By Serena Agusto-Cox | News & Views
AACVPR’s Cardiac Rehabilitation (CR) Billing & Coding Workshop enables members to connect with experts, ask questions and stay up to date on Medicare payment changes while earning 4.0 AACVPR continuing education credits. Past workshop participant Jackie Evans, LRT, BBA, coordinator for outpatient pulmonary services and cardiopulmonary rehabilitation at Michigan-based Covenant HealthCare, shares how she has incorporated resources and information from the 2023 course into her day-to-day work.
News & Views (NV): What motivated you to take AACVPR’s CR Billing & Coding Workshop? What were you hoping to learn?
Jackie Evans (JE): Our Covenant Cardiopulmonary Rehab (CR/PR) team members were immediately interested in attending AACVPR's CR Billing & Coding Workshop to keep abreast of the current regulations.
It was a great review for our team lead and I, who are veterans in the CR environment. Our newer staff found the workshop to be a great introduction to the Center for Medicare & Medicaid Services (CMS) regulations, billing and coding world.
NV: Following the CR workshop, how have you employed the strengths, weaknesses, opportunities, and threats (SWOT) analysis in your practice’s procedures and programs to ensure proper billing, reimbursement and care?
JE: Our CR team employs a SWOT analysis annually as we prioritize and set new goals for CR/PR performance improvement. The "Plan-Do-Check-Act cycle” (PDCA) and the SWOT analysis are part of our program strategy to grow and continually improve processes to meet the needs of our patients.

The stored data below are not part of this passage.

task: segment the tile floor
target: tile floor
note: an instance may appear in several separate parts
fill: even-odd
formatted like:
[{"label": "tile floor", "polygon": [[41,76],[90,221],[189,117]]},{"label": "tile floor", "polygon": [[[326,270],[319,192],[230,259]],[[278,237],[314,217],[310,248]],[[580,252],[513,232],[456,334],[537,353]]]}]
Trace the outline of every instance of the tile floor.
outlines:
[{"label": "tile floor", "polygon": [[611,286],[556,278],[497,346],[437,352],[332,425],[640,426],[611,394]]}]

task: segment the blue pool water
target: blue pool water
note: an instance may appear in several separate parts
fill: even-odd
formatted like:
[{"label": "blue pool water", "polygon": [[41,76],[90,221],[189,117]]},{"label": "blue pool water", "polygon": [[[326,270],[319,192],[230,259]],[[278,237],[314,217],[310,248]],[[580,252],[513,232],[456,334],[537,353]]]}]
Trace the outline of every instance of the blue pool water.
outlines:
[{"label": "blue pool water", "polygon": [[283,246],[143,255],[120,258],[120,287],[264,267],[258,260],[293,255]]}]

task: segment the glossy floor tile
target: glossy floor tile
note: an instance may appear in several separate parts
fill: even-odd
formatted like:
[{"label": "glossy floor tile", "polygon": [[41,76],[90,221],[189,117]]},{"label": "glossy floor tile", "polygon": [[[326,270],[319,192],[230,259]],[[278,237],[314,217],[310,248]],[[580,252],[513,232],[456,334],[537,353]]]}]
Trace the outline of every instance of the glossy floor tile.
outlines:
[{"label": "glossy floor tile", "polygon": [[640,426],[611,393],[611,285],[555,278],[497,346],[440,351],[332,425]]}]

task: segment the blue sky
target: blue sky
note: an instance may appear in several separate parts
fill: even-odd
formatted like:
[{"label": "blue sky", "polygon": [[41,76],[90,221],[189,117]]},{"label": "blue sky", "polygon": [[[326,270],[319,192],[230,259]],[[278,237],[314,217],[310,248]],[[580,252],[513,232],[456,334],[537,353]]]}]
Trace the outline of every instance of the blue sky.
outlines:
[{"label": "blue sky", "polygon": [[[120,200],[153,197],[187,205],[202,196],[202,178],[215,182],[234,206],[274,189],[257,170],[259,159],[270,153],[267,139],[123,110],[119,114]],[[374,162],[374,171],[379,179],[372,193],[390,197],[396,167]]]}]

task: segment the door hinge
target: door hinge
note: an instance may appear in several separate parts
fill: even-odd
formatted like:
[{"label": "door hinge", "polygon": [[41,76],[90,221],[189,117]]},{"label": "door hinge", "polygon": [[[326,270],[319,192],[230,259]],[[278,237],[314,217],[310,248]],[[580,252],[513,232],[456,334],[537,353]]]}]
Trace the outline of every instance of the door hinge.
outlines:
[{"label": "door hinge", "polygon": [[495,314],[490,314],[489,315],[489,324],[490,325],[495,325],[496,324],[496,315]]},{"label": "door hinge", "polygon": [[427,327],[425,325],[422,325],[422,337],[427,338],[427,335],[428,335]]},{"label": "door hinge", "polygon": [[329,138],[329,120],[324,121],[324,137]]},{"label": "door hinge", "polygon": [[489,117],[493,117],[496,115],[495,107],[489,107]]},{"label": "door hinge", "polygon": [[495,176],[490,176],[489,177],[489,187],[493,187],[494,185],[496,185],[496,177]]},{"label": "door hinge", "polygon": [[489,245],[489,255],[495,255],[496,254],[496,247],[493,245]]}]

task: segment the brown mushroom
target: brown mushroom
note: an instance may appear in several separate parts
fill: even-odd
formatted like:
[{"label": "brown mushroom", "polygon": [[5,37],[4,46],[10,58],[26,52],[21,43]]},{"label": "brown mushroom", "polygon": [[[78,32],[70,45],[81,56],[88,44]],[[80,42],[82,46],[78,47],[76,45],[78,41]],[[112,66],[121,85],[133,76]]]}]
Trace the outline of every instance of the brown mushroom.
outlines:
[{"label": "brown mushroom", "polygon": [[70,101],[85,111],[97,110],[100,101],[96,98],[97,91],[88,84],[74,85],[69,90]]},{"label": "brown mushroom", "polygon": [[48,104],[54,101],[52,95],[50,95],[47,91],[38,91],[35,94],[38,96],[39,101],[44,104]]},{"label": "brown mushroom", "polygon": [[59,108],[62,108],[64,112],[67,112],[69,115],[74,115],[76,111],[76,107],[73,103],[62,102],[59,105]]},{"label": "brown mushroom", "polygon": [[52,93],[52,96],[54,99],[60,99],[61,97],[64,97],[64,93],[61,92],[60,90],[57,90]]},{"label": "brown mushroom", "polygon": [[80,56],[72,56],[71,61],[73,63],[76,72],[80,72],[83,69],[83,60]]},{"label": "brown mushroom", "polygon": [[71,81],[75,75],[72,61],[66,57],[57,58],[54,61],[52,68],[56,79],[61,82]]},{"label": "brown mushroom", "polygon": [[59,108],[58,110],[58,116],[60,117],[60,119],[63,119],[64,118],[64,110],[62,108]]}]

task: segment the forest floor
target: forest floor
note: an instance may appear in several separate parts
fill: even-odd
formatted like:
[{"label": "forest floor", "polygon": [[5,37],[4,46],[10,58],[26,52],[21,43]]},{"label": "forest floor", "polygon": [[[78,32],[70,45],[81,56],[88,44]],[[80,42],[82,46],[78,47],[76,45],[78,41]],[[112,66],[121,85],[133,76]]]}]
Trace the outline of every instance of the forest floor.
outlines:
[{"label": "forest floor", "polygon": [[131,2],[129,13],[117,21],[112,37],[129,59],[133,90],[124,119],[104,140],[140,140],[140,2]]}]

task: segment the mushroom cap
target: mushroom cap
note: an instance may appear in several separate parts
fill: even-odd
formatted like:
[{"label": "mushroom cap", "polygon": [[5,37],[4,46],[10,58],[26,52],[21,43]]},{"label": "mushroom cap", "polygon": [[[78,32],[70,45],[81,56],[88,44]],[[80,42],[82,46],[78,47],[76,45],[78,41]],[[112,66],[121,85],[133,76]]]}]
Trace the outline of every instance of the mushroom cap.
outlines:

NV: How did the workshop motivate you to improve the fiscal health of your program? What are some of the changes your program employed and what have been the initial results of those changes?
JE: The 2023 workshop provided the most accurate information on CR coding and billing. This information has allowed each staff member to understand how patient attendance relates to revenue capture and program sustainability. The shared knowledge keeps staff members engaged in the success of CR at our health system.
It allowed us to improve our patient intake process and to get support from our CR medical director to get individualized treatment plans (ITP) signed the same day as the patient assessment/evaluation. In turn, we were able to implement group patient intakes and increase our billable charges for each intake date.
Building on the 2023 webinar, we are beginning to take a deep dive into our insurance denials. We are billing both current procedural terminology (CPT) codes 93797 and 93798 on the same date. Hence, we are reviewing to ensure that Modifier 59 is being attached to claims where both CPT codes are used on the same day.
NV: Were the staff, patients and management receptive to the changes initially? How did you get their buy-in?
JE: Initially, the buy-in was slow with staff and management. Our initial problem was not getting feedback from staff after new processes were implemented. This created a communication gap. Communication is key. Since then, we implemented daily huddles in the morning to discuss patient care. Since the 2023 CR Billing & Coding Workshop, we have also included weekly huddles to review what is working and what is not. Our program has grown from less than 50 phase two patients per day during our peak months to 104 phase two patients per day.
NV: For programs looking to improve their own billing and coding, what advice would you give them?
JE: Get your team involved and have them attend a Billing & Coding Workshop. Our team did this for both CR and PR.
Sharing the workshop information empowers each staff member to be fully engaged and grow within their role.